Efficacy and safety of dapagliflozin according to baseline atrial fibrillation
While AF does not appear to modify the effects of angiotensin receptor blockers, sacubitril/valsartan, mineralocorticoid receptor antagonists, or vericiguat in patients with HFrEF, 4 , 5 , 6 patients with AF obtain less benefit from beta‐blockers compared to those without AF. 15 Recently, a diminished effect of omecamtiv mecarbil has also been reported in patients with AF, compared to sinus rhythm. 16 In light of these differences, it is important to examine the efficacy of new treatments in HFrEF patients with and without AF. We found the efficacy of dapagliflozin was not modified by AF, irrespective of the definition or type of AF. Specifically, dapagliflozin, compared with placebo, reduced the risk of worsening HF or cardiovascular death to a similar extent in patients with and without AF. The benefits of dapagliflozin on HF hospitalization (both first and recurrent), cardiovascular death, and all‐cause death were also consistent, irrespective of AF status.

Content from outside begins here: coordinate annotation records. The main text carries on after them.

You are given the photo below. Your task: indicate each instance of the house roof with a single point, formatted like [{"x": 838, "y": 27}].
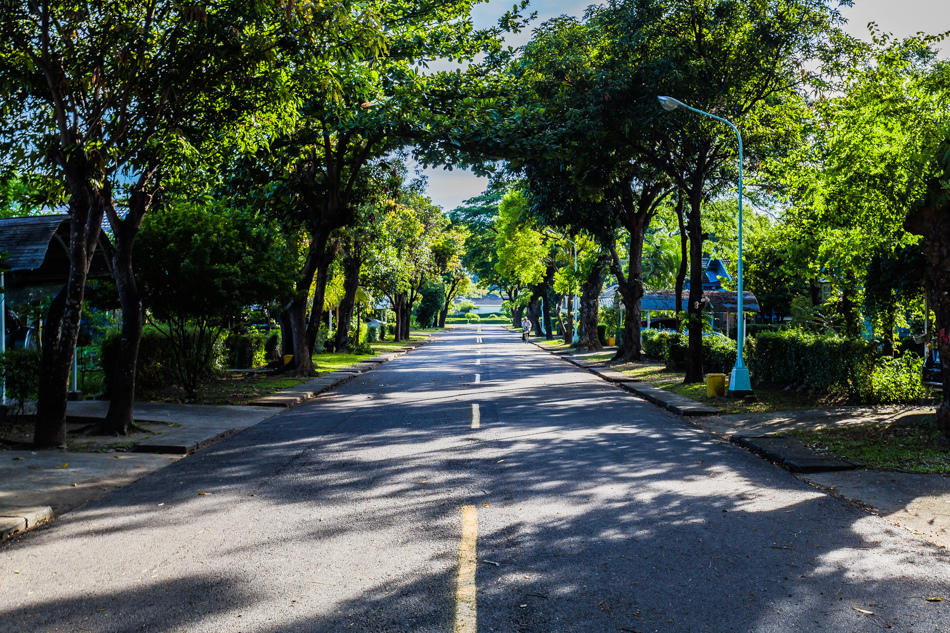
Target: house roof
[
  {"x": 37, "y": 249},
  {"x": 26, "y": 240},
  {"x": 717, "y": 300}
]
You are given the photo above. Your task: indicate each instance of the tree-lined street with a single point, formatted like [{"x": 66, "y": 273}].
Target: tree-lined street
[{"x": 595, "y": 511}]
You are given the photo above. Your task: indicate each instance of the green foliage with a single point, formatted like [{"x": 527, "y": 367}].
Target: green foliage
[
  {"x": 246, "y": 350},
  {"x": 822, "y": 363},
  {"x": 656, "y": 343},
  {"x": 895, "y": 381},
  {"x": 719, "y": 352},
  {"x": 433, "y": 298},
  {"x": 20, "y": 369},
  {"x": 202, "y": 264},
  {"x": 153, "y": 371}
]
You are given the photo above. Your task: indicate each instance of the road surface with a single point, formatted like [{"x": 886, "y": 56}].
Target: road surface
[{"x": 476, "y": 484}]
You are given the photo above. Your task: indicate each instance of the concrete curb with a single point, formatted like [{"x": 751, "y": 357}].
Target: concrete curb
[
  {"x": 791, "y": 454},
  {"x": 15, "y": 520}
]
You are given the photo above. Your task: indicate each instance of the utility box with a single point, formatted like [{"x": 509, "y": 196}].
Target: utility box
[{"x": 716, "y": 385}]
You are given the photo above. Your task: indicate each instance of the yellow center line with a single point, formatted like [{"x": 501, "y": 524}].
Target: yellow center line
[{"x": 466, "y": 617}]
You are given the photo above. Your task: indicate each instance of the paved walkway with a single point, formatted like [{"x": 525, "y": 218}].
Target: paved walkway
[
  {"x": 477, "y": 484},
  {"x": 36, "y": 486}
]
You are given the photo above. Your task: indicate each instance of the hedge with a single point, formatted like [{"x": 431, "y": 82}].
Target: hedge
[
  {"x": 719, "y": 352},
  {"x": 827, "y": 364}
]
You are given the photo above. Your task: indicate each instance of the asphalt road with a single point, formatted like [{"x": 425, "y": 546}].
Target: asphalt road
[{"x": 573, "y": 506}]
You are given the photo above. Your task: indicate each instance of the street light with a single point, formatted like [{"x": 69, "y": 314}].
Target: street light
[
  {"x": 576, "y": 314},
  {"x": 739, "y": 383}
]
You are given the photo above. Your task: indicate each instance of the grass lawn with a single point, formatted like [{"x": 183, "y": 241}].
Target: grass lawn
[
  {"x": 914, "y": 448},
  {"x": 555, "y": 344}
]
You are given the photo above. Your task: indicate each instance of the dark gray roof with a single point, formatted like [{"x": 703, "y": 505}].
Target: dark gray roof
[{"x": 26, "y": 240}]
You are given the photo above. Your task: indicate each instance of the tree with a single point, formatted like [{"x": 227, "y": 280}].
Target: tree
[
  {"x": 103, "y": 94},
  {"x": 375, "y": 98},
  {"x": 203, "y": 263},
  {"x": 697, "y": 52}
]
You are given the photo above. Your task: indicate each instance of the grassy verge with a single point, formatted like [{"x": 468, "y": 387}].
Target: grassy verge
[{"x": 914, "y": 448}]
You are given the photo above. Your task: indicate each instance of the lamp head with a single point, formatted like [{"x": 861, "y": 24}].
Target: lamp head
[{"x": 669, "y": 103}]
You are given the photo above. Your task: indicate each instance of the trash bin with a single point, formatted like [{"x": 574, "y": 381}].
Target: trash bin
[{"x": 716, "y": 385}]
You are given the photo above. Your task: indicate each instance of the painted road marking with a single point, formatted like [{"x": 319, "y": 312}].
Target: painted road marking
[{"x": 466, "y": 617}]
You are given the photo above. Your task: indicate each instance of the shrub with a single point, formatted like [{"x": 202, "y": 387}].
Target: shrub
[
  {"x": 719, "y": 354},
  {"x": 827, "y": 364},
  {"x": 895, "y": 381},
  {"x": 247, "y": 350},
  {"x": 159, "y": 362},
  {"x": 656, "y": 343},
  {"x": 20, "y": 369},
  {"x": 154, "y": 369}
]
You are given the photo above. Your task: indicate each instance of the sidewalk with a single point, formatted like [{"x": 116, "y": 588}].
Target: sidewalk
[
  {"x": 36, "y": 486},
  {"x": 918, "y": 503}
]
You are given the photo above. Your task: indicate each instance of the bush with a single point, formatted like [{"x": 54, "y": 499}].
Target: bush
[
  {"x": 895, "y": 381},
  {"x": 719, "y": 354},
  {"x": 823, "y": 363},
  {"x": 157, "y": 365},
  {"x": 154, "y": 369},
  {"x": 247, "y": 350},
  {"x": 20, "y": 369}
]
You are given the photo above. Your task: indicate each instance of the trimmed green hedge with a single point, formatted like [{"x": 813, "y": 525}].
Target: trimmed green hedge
[
  {"x": 827, "y": 364},
  {"x": 719, "y": 353}
]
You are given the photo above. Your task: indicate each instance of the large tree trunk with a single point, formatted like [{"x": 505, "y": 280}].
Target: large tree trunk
[
  {"x": 352, "y": 263},
  {"x": 694, "y": 356},
  {"x": 590, "y": 307},
  {"x": 124, "y": 231},
  {"x": 449, "y": 297},
  {"x": 319, "y": 295},
  {"x": 61, "y": 332},
  {"x": 931, "y": 223},
  {"x": 684, "y": 256},
  {"x": 297, "y": 312}
]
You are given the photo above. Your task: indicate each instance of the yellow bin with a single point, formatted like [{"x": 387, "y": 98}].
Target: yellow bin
[{"x": 716, "y": 385}]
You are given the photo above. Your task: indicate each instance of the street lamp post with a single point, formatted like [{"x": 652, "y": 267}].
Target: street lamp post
[
  {"x": 739, "y": 383},
  {"x": 577, "y": 309}
]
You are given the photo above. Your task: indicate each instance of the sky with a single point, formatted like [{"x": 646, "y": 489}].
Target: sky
[{"x": 449, "y": 189}]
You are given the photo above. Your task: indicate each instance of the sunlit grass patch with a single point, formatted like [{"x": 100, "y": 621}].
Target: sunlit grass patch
[{"x": 916, "y": 447}]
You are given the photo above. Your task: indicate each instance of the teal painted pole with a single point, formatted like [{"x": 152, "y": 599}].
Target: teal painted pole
[{"x": 739, "y": 382}]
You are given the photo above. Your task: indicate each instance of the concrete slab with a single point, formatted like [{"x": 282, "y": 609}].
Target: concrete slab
[
  {"x": 791, "y": 454},
  {"x": 675, "y": 403},
  {"x": 182, "y": 441},
  {"x": 612, "y": 375},
  {"x": 11, "y": 526},
  {"x": 916, "y": 502}
]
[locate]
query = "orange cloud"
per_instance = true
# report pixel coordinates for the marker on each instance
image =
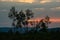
(26, 1)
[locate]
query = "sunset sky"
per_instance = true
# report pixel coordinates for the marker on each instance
(41, 8)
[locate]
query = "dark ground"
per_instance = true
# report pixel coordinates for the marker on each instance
(41, 35)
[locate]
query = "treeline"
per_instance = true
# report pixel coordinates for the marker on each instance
(31, 36)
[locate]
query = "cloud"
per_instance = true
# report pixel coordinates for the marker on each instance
(41, 9)
(32, 1)
(45, 1)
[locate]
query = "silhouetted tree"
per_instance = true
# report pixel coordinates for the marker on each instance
(43, 23)
(20, 19)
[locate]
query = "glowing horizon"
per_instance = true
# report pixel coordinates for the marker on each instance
(31, 1)
(38, 19)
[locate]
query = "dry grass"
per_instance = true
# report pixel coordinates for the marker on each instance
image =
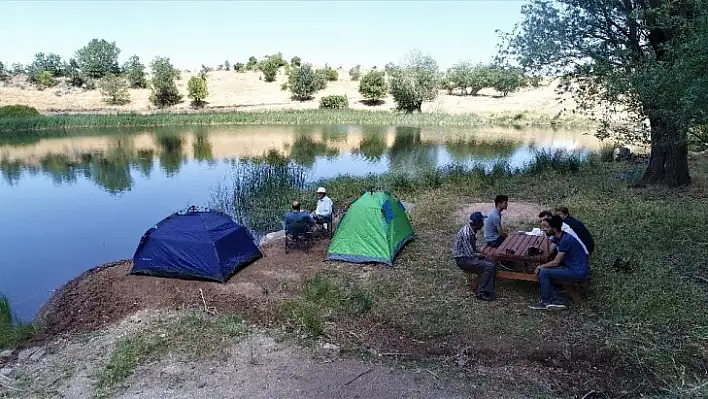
(229, 89)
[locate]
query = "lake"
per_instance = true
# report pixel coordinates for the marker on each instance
(71, 203)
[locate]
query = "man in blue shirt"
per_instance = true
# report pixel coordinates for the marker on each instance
(298, 222)
(570, 264)
(577, 226)
(493, 234)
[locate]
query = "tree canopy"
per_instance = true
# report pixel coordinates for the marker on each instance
(643, 56)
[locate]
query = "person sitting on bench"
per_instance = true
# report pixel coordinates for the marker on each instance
(471, 261)
(571, 264)
(298, 222)
(493, 234)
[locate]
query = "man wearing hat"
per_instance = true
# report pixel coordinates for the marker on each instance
(323, 212)
(470, 260)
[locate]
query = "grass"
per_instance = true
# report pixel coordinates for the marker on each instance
(646, 328)
(194, 335)
(12, 332)
(11, 127)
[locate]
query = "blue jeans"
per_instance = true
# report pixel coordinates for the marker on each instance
(561, 274)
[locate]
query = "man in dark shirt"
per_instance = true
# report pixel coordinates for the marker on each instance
(578, 227)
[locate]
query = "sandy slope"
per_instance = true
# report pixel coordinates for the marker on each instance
(232, 89)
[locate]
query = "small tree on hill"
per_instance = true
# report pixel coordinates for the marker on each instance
(373, 86)
(270, 67)
(135, 73)
(114, 90)
(415, 81)
(98, 58)
(304, 81)
(164, 88)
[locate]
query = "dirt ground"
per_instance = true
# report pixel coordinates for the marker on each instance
(230, 89)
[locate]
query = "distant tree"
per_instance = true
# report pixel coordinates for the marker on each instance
(252, 63)
(114, 90)
(355, 73)
(98, 58)
(304, 81)
(164, 88)
(197, 90)
(270, 67)
(416, 80)
(134, 72)
(373, 86)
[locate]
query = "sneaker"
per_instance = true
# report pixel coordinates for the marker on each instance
(539, 306)
(557, 306)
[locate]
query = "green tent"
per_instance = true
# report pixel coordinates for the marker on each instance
(374, 229)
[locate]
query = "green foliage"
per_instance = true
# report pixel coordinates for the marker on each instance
(270, 67)
(197, 90)
(18, 111)
(415, 81)
(44, 79)
(373, 86)
(114, 90)
(330, 74)
(304, 81)
(334, 102)
(164, 88)
(98, 58)
(355, 73)
(134, 72)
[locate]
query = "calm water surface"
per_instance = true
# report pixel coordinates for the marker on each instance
(69, 204)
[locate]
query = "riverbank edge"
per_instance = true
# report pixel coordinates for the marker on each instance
(78, 121)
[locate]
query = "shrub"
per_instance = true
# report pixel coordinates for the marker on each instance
(304, 81)
(417, 80)
(135, 73)
(197, 90)
(355, 73)
(98, 58)
(334, 102)
(114, 90)
(18, 111)
(44, 79)
(330, 74)
(373, 86)
(164, 89)
(269, 67)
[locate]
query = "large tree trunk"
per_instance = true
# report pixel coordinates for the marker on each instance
(668, 163)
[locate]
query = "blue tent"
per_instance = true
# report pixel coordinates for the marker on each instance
(196, 243)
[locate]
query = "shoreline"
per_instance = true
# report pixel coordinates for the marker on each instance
(13, 127)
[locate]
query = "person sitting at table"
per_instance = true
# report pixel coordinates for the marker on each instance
(546, 215)
(570, 264)
(493, 234)
(470, 260)
(297, 222)
(578, 227)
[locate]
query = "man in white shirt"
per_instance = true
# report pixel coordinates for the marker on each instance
(323, 212)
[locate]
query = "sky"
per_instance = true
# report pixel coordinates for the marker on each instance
(192, 33)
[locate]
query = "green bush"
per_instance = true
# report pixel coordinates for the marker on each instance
(270, 67)
(373, 86)
(334, 102)
(18, 111)
(355, 73)
(164, 88)
(304, 81)
(114, 90)
(197, 90)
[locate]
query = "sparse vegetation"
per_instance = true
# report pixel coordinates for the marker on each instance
(114, 90)
(373, 86)
(334, 102)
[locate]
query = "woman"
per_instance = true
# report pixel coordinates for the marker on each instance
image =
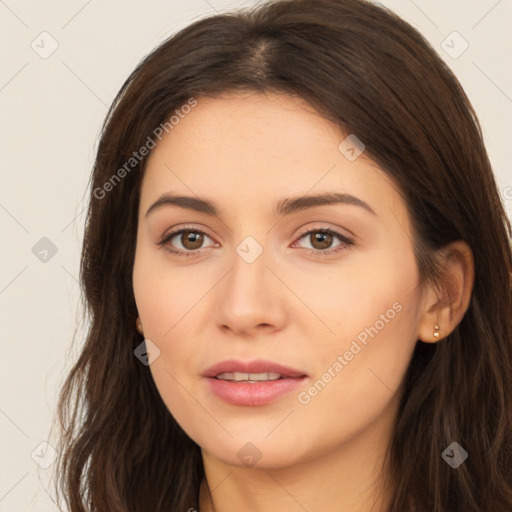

A further fundamental goal of the management of HFrEF is to reduce symptoms and improve quality of life and this is even more important in patients with AF who have a greater symptom burden than those without, as confirmed by the KCCQ‐TSS findings in the present study. More patients treated with dapagliflozin had a clinically meaningful improvement, and fewer a deterioration, in symptoms (≥5 point change in KCCQ‐TSS), and this benefit over placebo was similar in patients with and without AF at baseline (again irrespective of definition and type). In addition, dapagliflozin was as well‐tolerated and safe in patients with AF as in those without. Dapagliflozin is, therefore, a useful additional therapy for HFrEF patients with AF.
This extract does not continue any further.